In view of the desire to reduce the use of fossil fuels and nuclear energy, the massive use of renewable energies for our energy needs has become a necessity. It is now becoming urgent to provide a response to the intermittency of certain renewable energies (wind and solar) in order to store excess production and respond to subsequent consumption peaks. The energy produced in this way must be stored in another form in order to avoid losses and ensure continuity of supply, particularly for electricity. This is known as Power-to-X, where Power is the energy produced and X is the medium used to store it pending consumption.

In this strategy, the production of energy carriers such as H2 is essential, hence the numerous projects involving the development of water electrolysis technology up to pilot production sites.

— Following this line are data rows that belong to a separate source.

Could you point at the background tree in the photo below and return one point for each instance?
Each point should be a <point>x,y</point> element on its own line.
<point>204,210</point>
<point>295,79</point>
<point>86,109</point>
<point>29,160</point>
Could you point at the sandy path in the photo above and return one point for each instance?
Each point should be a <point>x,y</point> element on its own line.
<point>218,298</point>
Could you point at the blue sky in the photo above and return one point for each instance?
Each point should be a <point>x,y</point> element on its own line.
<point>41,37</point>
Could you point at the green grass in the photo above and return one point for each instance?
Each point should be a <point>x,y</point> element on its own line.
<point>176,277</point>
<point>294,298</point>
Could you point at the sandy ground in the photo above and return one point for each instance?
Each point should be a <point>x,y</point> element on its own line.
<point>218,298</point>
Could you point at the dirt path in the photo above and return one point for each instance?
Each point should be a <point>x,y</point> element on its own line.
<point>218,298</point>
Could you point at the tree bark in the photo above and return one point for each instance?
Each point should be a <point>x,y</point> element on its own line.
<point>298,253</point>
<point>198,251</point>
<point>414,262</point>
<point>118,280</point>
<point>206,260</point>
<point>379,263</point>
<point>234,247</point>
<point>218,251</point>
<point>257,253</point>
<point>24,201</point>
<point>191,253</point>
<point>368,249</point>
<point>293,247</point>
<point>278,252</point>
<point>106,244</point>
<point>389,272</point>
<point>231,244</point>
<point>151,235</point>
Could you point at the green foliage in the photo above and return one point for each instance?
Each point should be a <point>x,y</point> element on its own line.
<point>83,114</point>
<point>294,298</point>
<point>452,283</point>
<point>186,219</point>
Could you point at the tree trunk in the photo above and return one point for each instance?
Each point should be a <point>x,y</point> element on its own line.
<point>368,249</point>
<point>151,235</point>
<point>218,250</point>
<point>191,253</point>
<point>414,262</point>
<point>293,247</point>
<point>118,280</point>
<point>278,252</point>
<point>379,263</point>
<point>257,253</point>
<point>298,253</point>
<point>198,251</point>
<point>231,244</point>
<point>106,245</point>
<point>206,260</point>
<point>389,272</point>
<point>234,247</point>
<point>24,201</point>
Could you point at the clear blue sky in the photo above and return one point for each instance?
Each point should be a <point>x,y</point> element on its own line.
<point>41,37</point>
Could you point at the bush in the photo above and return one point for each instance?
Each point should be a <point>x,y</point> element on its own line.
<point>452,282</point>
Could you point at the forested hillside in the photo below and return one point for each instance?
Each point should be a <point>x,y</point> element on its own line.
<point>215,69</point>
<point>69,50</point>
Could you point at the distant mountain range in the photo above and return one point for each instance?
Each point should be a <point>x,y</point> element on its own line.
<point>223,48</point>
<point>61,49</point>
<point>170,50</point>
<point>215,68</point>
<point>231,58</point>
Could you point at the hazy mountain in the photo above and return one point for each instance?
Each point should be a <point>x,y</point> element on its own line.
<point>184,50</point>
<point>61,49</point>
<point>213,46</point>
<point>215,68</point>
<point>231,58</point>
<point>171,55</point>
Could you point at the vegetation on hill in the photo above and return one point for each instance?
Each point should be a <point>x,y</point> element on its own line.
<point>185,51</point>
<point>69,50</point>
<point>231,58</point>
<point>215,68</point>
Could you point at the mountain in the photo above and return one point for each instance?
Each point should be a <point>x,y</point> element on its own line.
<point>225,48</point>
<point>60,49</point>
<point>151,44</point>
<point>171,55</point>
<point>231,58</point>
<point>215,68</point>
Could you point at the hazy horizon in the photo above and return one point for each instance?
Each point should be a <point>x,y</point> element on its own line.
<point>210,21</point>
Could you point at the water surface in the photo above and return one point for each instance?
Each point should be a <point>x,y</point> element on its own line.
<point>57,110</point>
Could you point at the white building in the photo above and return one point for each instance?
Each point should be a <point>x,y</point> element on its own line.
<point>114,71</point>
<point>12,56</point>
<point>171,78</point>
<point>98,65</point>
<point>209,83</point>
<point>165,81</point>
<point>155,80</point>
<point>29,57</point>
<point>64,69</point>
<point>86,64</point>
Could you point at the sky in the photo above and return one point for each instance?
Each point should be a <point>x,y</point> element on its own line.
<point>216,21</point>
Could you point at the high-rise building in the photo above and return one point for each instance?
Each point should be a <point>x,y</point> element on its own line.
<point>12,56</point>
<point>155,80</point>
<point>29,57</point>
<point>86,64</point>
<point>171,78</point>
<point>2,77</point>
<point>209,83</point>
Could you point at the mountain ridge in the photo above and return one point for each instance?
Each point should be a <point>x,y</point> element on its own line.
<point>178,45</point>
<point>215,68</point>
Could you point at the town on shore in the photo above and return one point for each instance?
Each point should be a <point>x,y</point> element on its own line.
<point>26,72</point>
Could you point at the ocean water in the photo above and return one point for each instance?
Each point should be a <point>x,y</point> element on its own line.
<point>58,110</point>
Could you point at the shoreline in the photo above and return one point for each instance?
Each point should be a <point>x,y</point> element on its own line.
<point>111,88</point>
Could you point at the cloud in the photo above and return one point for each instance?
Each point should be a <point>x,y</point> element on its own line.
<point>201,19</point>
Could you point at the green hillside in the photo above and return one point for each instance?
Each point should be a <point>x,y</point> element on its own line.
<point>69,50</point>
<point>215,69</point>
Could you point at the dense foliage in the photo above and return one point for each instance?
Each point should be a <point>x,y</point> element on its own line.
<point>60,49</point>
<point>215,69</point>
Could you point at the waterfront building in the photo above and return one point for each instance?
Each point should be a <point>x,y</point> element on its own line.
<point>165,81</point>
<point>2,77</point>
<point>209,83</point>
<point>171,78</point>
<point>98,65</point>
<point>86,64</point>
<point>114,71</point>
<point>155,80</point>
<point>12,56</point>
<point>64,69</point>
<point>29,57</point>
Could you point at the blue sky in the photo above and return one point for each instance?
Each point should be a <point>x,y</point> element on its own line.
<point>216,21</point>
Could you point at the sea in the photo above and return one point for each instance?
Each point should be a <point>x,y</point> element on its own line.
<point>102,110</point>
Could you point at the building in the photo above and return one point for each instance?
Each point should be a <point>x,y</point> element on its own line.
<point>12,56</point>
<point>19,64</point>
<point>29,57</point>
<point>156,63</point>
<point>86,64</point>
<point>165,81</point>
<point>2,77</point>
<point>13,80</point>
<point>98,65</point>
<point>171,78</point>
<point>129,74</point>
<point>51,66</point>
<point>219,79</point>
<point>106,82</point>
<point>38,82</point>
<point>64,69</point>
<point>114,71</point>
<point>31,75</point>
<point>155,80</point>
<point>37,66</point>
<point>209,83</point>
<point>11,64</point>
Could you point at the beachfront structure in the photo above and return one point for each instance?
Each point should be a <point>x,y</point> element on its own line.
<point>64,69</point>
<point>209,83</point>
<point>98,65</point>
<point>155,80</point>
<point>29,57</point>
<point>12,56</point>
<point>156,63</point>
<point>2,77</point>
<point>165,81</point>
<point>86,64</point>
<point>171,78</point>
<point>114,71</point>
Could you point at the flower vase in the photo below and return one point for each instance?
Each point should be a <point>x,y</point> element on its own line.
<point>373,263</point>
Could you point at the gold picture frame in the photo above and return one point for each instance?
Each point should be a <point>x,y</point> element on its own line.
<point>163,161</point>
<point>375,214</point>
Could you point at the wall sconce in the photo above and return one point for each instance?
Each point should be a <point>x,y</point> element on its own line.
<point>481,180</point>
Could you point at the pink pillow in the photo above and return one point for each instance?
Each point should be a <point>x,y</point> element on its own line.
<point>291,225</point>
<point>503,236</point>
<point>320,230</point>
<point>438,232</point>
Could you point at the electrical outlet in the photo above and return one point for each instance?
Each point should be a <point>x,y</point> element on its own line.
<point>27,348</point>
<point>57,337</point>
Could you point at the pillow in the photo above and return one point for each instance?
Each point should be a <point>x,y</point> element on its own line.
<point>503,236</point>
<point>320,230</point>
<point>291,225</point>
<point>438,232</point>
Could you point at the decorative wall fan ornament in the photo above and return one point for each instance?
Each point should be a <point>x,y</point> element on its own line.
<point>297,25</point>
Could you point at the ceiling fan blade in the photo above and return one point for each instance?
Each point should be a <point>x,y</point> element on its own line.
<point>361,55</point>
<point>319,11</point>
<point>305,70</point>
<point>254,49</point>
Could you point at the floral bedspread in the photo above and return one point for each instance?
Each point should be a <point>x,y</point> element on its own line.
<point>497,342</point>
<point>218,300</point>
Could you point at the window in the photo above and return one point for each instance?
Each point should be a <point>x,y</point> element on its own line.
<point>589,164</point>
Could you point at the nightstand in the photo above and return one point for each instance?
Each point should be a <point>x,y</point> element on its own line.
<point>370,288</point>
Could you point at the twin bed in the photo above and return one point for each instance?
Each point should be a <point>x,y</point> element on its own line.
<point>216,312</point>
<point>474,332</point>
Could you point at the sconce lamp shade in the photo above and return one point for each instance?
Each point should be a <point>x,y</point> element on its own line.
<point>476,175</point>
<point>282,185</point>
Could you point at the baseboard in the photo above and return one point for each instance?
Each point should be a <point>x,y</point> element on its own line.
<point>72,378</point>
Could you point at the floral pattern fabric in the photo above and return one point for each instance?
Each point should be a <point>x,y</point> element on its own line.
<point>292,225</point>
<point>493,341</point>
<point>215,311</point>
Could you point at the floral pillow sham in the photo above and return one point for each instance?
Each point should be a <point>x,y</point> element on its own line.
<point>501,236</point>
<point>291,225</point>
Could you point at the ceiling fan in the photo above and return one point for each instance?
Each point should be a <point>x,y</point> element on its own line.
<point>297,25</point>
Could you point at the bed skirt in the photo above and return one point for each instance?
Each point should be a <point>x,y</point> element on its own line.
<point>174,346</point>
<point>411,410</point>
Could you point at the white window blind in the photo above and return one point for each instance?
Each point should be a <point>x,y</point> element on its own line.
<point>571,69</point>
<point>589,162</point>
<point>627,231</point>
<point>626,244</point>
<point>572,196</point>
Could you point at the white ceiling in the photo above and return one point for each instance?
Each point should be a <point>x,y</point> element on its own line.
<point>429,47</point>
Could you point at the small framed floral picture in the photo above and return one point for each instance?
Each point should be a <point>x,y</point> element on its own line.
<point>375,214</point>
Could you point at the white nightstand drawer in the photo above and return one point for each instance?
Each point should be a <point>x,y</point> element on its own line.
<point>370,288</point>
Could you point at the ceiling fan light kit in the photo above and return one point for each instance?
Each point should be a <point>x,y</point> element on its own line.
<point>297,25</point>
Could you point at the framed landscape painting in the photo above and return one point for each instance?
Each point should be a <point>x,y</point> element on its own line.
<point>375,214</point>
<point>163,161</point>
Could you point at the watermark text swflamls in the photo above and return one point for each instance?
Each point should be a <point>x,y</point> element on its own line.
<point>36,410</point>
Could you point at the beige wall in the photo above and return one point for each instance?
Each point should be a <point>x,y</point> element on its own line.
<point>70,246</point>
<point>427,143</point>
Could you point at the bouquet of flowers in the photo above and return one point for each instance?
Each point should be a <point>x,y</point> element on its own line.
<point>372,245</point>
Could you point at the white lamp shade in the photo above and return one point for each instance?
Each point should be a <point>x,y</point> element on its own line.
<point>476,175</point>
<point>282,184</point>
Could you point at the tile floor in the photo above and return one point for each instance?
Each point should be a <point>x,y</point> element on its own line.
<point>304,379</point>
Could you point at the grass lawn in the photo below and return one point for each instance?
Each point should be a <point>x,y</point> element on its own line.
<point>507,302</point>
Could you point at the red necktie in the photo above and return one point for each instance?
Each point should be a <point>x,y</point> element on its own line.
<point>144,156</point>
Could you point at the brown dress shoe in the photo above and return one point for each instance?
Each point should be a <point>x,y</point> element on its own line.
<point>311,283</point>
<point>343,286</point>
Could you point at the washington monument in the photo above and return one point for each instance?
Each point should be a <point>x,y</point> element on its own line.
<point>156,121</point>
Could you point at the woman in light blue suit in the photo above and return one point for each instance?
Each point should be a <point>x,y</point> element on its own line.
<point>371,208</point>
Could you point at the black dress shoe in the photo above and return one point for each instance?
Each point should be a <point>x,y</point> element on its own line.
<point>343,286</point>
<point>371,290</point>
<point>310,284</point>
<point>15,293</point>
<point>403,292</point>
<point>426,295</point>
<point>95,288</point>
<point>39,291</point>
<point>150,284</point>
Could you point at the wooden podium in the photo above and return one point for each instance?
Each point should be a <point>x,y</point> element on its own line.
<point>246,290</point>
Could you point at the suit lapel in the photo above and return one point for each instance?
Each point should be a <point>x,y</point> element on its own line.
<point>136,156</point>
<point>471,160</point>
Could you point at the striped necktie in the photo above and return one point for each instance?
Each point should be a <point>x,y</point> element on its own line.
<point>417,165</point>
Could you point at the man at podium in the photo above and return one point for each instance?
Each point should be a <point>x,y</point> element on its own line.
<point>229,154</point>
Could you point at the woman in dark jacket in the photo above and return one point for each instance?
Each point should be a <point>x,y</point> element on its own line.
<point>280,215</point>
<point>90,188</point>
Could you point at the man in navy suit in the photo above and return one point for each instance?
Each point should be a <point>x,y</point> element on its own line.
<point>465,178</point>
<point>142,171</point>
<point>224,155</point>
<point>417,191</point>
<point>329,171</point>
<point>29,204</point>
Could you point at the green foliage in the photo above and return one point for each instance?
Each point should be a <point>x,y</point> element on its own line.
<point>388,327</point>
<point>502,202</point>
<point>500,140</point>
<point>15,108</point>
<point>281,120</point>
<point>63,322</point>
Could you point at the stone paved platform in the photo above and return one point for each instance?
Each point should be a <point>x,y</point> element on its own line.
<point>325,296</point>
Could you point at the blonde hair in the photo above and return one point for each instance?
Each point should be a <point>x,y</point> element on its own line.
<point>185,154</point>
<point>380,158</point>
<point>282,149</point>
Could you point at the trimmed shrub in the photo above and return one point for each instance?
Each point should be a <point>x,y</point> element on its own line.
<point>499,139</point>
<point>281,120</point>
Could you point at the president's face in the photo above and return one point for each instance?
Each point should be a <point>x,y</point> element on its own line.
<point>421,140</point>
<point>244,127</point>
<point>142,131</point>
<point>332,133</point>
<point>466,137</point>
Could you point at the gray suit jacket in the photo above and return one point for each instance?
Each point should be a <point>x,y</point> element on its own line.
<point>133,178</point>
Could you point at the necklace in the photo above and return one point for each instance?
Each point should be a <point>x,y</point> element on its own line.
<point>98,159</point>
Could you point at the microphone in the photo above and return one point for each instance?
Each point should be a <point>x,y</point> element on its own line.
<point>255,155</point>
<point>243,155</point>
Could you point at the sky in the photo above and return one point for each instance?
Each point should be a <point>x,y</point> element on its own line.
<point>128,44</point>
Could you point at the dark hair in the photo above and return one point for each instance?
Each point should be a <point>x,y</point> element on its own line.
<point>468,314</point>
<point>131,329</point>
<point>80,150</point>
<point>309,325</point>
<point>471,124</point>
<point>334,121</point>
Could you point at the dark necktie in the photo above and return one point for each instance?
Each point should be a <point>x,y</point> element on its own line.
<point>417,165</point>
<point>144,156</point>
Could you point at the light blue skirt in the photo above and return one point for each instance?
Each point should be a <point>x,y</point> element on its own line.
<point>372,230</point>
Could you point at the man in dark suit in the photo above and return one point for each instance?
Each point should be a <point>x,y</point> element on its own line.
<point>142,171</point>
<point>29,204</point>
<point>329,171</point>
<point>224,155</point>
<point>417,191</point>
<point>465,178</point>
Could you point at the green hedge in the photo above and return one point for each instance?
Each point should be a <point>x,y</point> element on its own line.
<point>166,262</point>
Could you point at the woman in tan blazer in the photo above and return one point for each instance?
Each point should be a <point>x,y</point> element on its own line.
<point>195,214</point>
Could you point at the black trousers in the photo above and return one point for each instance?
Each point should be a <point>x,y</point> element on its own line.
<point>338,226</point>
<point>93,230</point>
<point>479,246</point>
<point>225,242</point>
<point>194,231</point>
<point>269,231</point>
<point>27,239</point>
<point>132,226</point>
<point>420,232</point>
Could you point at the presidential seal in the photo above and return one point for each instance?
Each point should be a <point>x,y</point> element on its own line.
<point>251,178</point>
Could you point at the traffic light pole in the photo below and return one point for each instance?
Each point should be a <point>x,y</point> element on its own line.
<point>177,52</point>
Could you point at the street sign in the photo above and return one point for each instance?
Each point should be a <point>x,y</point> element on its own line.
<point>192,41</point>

Thus a fraction of the electrical surplus is consumed for the production of H2 by electrolysis: this is called Power-to-Gas (the vector produced, H2, being a gas). The difficulty of storing H2 remains a limiting factor in the medium to long term. In this perspective, various transformations are envisaged. The methanation reaction, by reaction between H2 and CO2, is a particularly attractive option, as the product is 100% miscible with natural gas and can therefore be injected directly into existing distribution networks. Many sources of recoverable CO2 exist: CO2 from biogas or syngas (biomass gasification) purification processes, CO2 capture from industrial emissions (particularly from cement, petrochemical and metallurgical processes) and emissions linked to electricity production (combustion production sites).